Annette Treibel, 15. Februar 2012, für SozBlog, den Blog der Deutschen Gesellschaft für Soziologie
Das gestrige Urteil des Bundesverfassungsgerichts (1), wonach die Grundbesoldung von W-ProfessorInnen in Hessen nicht verfassungsgemäß sei, wird für die Betroffenen eine Genugtuung sein. Tatsächlich ist es nicht fair, dass man seit 2005 so erheblich schlechter gestellt wird als zu Zeiten der C-Besoldung und es von Leistungszulagen abhängt, ob man mit einer Kollegin oder einem Kollegen aus der entsprechenden C-Gruppe gleichziehen kann. Die politisch und ökonomisch gewünschte Flexibilisierung setzt die jüngere ProfessorInnen-Generation einer permanenten Selbst- und Fremdbeobachtung aus: Hat man Drittmittel eingeworben, genügend publiziert, Leitungsfunktionen übernommen, den Nachwuchs gefördert und gute Lehrevaluationen erhalten? Und selbst wenn dies alles vorliegt, kann es einem passieren, dass ‚zu viele‘ andere ebenfalls so gut sind und man trotzdem leer ausgeht, da der Zulagen-Topf leer ist.
Insofern ist das Urteil zu begrüßen – es macht auf Schieflagen in der ProfessorInnen-Besoldung aufmerksam und setzt die Länder unter Druck, die jetzt auch nochmals deutlich gewordenen Unterschiede zwischen den Bundesländern auszugleichen. Und hier geht es schon los: die Angleichung wird sicherlich nicht so erfolgen, dass die Gehälter in Hessen und Berlin mit denen in Baden-Württemberg und Bayern gleichgestellt werden. Außerdem ist zu erwarten, dass in den Wissenschafts- und Finanzministerien ab sofort nun Professoren-Stellen insgesamt auf den Prüfstand kommen werden – nach dem Motto: Wenn Ihr nun (wieder) besser bezahlt werden wollt, dann wird es einfach (noch) weniger von Euch geben. Insofern war das Urteil überfällig, wie sich auch der Deutsche Hochschulverband freut (2), allerdings kommt es zu einem ungünstigen Zeitpunkt. Denn es gefährdet möglicherweise ausgerechnet in einer Phase, in der noch mehr Studierende an die Hochschulen wollen und sollen, die Wieder- und Neubesetzung von Professuren.
„Unteralimentierung von Professoren“ – so lautet ein Stichwort aus der Urteils-Begründung (vgl. 1). Dem Staat muss die verantwortungsvolle und anspruchsvolle Leistung seiner Diener in den Hochschulen mehr wert sein, so das Bundesverfassungsgericht. Soziologisch betrachtet, ist hier zweierlei interessant:
a) Welchen gesellschaftlichen Nutzen schreibt man der ProfessorInnen-Tätigkeit zu? Das BVG zog für seine Begründung die Besoldung anderer Beamtengruppen heran: Lehrer und Richter insbesondere. Offensichtlich ist der Dienst der Richter in den höheren Besoldungsgruppen gesellschaftlich besonders wichtig. Und hiermit begibt man sich auf vermintes Gelände. Denn von außen gesehen könnte man auch die These vertreten, dass manche RichterInnen ‚überalimentiert‘ (vgl. auch 3) und nicht nur HochschullehrerInnen, sondern auch LehrerInnen ‚unteralimentiert‘ sind.

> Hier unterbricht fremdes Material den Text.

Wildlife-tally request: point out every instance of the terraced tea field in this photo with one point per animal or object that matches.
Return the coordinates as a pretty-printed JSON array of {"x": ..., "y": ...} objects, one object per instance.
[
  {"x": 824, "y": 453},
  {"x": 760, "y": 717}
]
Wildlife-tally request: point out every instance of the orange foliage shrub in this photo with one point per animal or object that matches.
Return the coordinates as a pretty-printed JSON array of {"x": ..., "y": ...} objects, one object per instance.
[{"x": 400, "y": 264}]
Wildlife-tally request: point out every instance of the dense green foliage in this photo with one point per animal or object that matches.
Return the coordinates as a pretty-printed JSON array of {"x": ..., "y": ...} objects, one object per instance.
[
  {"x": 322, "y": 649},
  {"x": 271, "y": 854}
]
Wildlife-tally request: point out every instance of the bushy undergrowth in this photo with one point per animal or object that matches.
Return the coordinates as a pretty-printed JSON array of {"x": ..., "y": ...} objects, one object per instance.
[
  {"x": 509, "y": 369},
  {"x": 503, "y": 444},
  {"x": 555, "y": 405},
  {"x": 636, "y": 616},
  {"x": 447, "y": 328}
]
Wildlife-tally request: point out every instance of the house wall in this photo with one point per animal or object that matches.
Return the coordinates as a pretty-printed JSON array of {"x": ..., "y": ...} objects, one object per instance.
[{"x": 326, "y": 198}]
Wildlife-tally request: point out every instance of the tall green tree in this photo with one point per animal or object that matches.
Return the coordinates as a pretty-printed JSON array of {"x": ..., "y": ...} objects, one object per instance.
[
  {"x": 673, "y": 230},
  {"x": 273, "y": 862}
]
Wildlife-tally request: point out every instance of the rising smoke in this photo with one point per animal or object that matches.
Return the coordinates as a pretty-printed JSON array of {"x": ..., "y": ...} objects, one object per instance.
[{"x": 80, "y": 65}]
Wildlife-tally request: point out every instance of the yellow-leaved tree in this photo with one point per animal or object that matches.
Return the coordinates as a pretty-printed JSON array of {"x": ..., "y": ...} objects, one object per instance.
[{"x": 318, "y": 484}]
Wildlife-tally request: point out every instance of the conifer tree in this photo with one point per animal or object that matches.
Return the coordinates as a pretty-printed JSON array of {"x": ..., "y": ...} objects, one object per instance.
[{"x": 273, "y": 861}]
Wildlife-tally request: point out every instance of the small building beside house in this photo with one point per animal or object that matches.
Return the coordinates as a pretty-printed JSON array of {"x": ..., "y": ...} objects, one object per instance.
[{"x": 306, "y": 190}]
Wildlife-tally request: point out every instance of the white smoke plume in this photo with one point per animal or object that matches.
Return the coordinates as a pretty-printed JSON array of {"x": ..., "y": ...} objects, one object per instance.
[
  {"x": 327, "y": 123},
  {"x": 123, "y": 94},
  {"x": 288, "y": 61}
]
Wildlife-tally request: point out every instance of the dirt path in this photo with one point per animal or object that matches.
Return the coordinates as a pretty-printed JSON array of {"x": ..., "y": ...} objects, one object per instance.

b) Wen interessiert dieses Urteil außer den betroffenen AkteurInnen an den Hochschulen, in der Berufsverbänden und den Bundesländern? Heute morgen war ich gespannt, wie die BILD-Zeitung das Urteil kommentieren würde. Ich rechnete schon mit einer neuen Sozialneid-Debatte oder zumindest einer akademikerfeindlichen Stellungnahme (‚guckt Euch die Professoren an, was die für Probleme haben‘) – aber nichts davon: stattdessen macht die BILD-Zeitung mit der Story „Wie gerecht sind Deutschlands Löhne?“ (4) auf. Das ‚Professoren-Urteil‘ ist keiner Erwähnung wert.